2 teaspoons of minced fresh ginger

1 green chili de-seeded and finely chopped

400 ml (13 fl oz) coconut milk (one can)

6 cups chicken or vegetable stock

2 teaspoons fish sauce (½ teaspoon salt, only if you can’t find fish sauce)

1 teaspoon brown sugar

1 tablespoon fresh chopped coriander leaves

How to do it

1. Pre-heat the oven to 180°C (350°F).

2. Line a roasting pan with baking paper and drizzle with olive oil just to cover. Place the pumpkin and onions on the tray and season with salt and black pepper. Roast in the oven for 35-45 minutes, turning over the pumpkin once in the middle, until the pumpkin is cooked through.

3. Meanwhile, in a large pot, add the olive oil and saute the chili for a minute over medium heat. Then add the ginger and garlic and saute for another minute or two, making sure not to burn the garlic. Add the coconut milk and stock. Mix, turn off the heat, cover the pot and remove from the hot plate. Leave the pot for a few minutes so the flavors can infuse with the stock and coconut milk.

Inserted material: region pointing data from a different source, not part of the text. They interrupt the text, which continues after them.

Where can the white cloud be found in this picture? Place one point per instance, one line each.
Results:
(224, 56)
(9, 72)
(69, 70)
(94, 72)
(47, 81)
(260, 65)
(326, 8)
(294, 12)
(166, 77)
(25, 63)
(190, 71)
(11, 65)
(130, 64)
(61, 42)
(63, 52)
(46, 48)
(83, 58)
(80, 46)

4. Remove the vegetables from the oven (removing the very top layer of each onion piece as they are usually papery) and transfer into the stock pot, pouring any juices into the pot that have accumulated in the pan. Add the sugar and fish sauce and mix. Bring to the boil, cover and reduce the heat, allowing the soup to simmer for 10 minutes on low heat.

5. Add the coriander and allow the soup to cool down for a few minutes. Then liquidize the soup till smooth.

Serves 6-8


7 thoughts on “The Most Outrageously Delicious Soup

  1. Mmmm, Margo, this sounds yummy and right up our alley, being East Asian!
    Went shopping this morning before seeing this entry, and just happen to have bought/own everything except for the chili pepper: drats!

    Will happily make this soup just as soon as the chili pepper is purchased (can it be replaced with dried red Asian peppers? I have a container full of those!) Please let me know and I will run down to my kitchen now!

    Sounds so perfect for these cold winter days!
    Thanks for sharing! X0

    • I’ve never cooked with dried Asian peppers so I can’t give you an answer. I imagine they can’t be bad. Just make sure you don’t overpower the soup with too much heat. With the green chilies we have in Israel, you get that mild chili flavor with a little bit of heat but it doesn’t dominate the dish.

  2. Is this a Sharon Glass recipe? I have her cookbook and have used it a bunch – this is one of my favorite soups – I’ve even converted a few non-pumpkin soup eaters by asking them to try – It is a far cry from the bisque-like creamy versions that turn many people off – The flavors get better with time (freezing and reheating) – I make huge batches and give it to my co-teachers – My friend, Sharon, loves adding shrimp to it – I have not tried it with fake shrimp but one never knows, does one?!?